# Research

Explanations of my research interests for different audiences appear below. Alternatively, you can browse my publications.

## For the public

I am an **algebraic geometer**. Abstract
*algebra* studies the manipulation of symbols according to
well-defined rules going far beyond the solution of equations from grade
school. Modern *geometry* appeals to one’s physical intuition,
even though most of the spaces are too exotic to be drawn or sculpted.
There is a deep connection between these two areas that, over many
centuries, has developed into a versatile bridge where problems from one
domain are solved with insights from the other. My research ranges
across this bridge but tends to linger on objects exhibiting unusual
symmetry.

## For undergraduate students

At its core, algebraic geometry studies *varieties*, which are
the solution sets to systems of polynomial equations. For example, the
solutions to \[ \begin{array}{rl}
x^2+yz-3z\!\!\!\!&=5\\ 3y^3z+4x^2\!\!\!\!&=4 \end{array}
\] form a variety. I am especially interested in their groups of
symmetries. Some of the relevant concepts you might know are *finite
groups*, *ideals*, *fields* and *Galois
theory*. At UofSC, the abstract algebra sequence (Math 546-547) and
computational algebraic geometry course (Math 548) cover some of these
ideas.

## For graduate students

I do classically-flavored algebraic geometry over arbitrary base fields. Group actions tend to show up a lot (finite, algebraic, or Galois).
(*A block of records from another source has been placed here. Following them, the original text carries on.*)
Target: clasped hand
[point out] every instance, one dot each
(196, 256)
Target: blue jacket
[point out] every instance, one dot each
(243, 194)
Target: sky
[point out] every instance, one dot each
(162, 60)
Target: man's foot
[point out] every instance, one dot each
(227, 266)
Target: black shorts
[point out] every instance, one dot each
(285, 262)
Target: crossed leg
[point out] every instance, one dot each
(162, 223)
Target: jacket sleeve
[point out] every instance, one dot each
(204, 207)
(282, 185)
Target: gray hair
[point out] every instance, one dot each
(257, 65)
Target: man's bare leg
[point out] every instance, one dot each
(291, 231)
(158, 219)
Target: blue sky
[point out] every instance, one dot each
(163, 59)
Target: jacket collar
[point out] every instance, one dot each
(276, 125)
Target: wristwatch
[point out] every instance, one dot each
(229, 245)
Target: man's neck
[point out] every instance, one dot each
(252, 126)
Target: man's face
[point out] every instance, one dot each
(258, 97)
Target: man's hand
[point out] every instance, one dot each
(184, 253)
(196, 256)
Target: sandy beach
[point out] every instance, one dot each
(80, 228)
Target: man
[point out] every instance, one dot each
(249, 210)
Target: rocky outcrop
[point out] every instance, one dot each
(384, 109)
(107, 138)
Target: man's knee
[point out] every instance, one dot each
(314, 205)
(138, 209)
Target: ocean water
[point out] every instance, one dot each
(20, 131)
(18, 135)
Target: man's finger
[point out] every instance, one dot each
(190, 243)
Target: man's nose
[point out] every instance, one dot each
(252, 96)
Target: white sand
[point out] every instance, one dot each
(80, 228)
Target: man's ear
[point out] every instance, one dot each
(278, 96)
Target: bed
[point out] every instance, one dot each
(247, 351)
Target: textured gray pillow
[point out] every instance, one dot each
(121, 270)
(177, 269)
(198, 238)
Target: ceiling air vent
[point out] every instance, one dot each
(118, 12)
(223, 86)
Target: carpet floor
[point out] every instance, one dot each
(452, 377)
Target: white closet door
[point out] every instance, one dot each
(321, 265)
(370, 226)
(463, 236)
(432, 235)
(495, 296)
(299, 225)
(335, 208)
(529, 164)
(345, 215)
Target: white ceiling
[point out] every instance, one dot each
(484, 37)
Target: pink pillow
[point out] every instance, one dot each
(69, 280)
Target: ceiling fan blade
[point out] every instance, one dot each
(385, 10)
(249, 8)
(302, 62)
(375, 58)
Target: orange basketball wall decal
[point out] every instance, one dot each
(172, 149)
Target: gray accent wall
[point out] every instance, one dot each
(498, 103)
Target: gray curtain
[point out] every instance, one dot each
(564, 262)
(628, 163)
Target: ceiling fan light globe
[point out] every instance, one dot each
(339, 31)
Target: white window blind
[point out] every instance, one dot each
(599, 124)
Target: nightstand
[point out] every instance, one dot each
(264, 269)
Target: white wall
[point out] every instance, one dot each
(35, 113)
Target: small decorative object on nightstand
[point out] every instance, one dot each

Adjacent areas include algebraic groups, algebraic number theory, commutative algebra, Galois theory, and representation theory.

## For mathematicians

I am an algebraic geometer who uses geometric techniques to study problems in number theory and algebra. I have interests in birational geometry, derived categories, algebraic groups, and Galois cohomology. I am actively thinking about Cremona groups, arithmetic toric varieties, del Pezzo surfaces, and essential dimension.